Basic life support (BLS) is the component of the immediate care provided for the victims of life-threatening conditions, leading to cardiac arrest and injuries till the patient can be shifted to a hospital. It can be given by doctors, nurses, paramedics, or even by the trained bystanders.
The brain is very sensitive to hypoperfusion. Therefore, the main objective of BLS is to restore cerebral perfusion at the earliest.
Survival after a cardiac arrest depends on the effective implementation of the following steps called chain of survival.
- Prompt recognition of cardiac arrest and immediate activation of emergency response system.
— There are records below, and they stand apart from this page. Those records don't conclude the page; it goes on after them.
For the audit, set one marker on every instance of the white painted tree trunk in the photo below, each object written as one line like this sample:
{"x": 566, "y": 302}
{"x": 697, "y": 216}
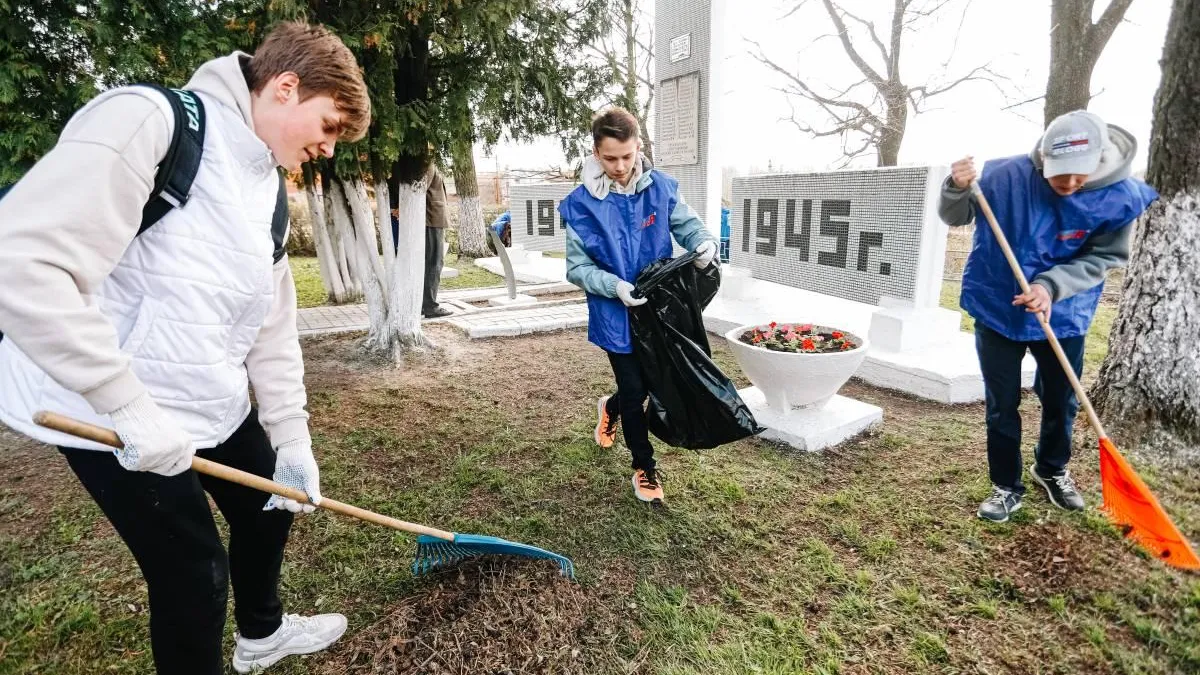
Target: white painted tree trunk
{"x": 341, "y": 233}
{"x": 366, "y": 257}
{"x": 384, "y": 214}
{"x": 330, "y": 278}
{"x": 407, "y": 275}
{"x": 472, "y": 228}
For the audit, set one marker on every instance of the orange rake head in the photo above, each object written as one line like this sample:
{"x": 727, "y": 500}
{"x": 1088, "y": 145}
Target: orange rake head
{"x": 1131, "y": 505}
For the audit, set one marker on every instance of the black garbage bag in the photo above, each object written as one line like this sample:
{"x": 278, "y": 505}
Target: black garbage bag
{"x": 693, "y": 404}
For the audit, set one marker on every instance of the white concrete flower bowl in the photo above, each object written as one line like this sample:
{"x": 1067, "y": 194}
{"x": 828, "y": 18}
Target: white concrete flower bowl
{"x": 791, "y": 381}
- Early initiation of cardiopulmonary resuscitation (CPR) with particular emphasis on chest compressions.
- Rapid defibrillation.
- Initiation of advanced life support.
- Effective postcardiac arrest care.
The American Heart Association (AHA) periodically revises the guidelines for BLS and advanced cardiac life support (ACLS). The 2015 AHA guidelines laid emphasis on the following:
- Sequence of BLS: Circulation–Airway–Breathing (C–A–B)
- High-quality CPR
- Use of naloxone intramuscular or intranasal in suspected opioid overdose
- Use of defibrillator for witnessed cardiac arrests as soon as possible.
BASIC LIFE SUPPORT/CARDIOPULMONARY RESUSCITATION FOR ADULTS
Basic life support consists of the following main parts:
- Chest compressions
Overview of Initial Basic Life Support Steps (Table 1.1)
- Assessment and scene safety.
- Remove victim from the hazardous environment to a place where care may be provided without putting the victim or BLS provider at a risk of harm.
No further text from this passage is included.